Google’s new ‘data echoing’ technique speeds up AI training

AI accelerator hardware like Google’s Tensor Processing Units and Intel’s Nervana Neural Network Processor promise to speed up AI model training, but because of the way the chips are architected, earlier stages of the training pipeline (like data preprocessing) don’t benefit from the boosts. That’s why scientists at Google Brain, Google’s AI research division, propose in a paper a technique called “data echoing,” which they say reduces the computation used by earlier pipeline stages by reusing intermediate outputs from these stages. According to the researchers, the best-performing data echoing algorithms can match the baseline’s predictive performance using less upstream processing, in some cases compensating for a four times slower input pipeline.

“Training a neural network requires more than just the operations that run well on accelerators, so we cannot rely on accelerator improvements alone to keep producing speedups in all cases,” observed the coauthors.

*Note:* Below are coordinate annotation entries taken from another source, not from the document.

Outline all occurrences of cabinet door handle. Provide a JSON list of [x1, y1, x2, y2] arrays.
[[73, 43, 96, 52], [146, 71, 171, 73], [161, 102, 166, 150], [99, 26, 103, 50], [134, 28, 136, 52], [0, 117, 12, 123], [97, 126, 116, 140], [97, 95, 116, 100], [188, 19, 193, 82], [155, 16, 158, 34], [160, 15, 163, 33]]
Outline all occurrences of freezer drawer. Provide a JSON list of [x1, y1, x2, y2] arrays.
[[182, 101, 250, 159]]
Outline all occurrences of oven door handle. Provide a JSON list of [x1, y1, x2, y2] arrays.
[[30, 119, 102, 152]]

“A training program may need to read and decompress training data, shuffle it, batch it, and even transform or augment it. These steps may exercise multiple system components, including CPUs, disks, network bandwidth, and memory bandwidth.”

In a typical training pipeline, the AI system first reads and decodes the input data and then shuffles the data, applying a set of transformations to augment it before gathering examples into batches and iteratively updating parameters to reduce error. The researchers’ data echoing approach inserts a stage in the pipeline that repeats the output data of the previous stage before the parameters update, theoretically reclaiming idle compute capacity.

In experiments, the team evaluated data echoing on two language modeling tasks, two image classification tasks, and one object detection task using AI models trained on open source data sets. They measured training time as the number of “fresh” training examples required to reach a target metric, and they investigated whether data echoing could reduce the number of examples needed.

The coauthors report that in all but one case, data echoing required fewer fresh examples than the baseline and reduced training. Furthermore, they note that the earlier echoing is inserted in the pipeline — i.e., before data augmentation compared with after batching — the fewer fresh examples were needed, and that echoing occasionally performed better with larger batch sizes.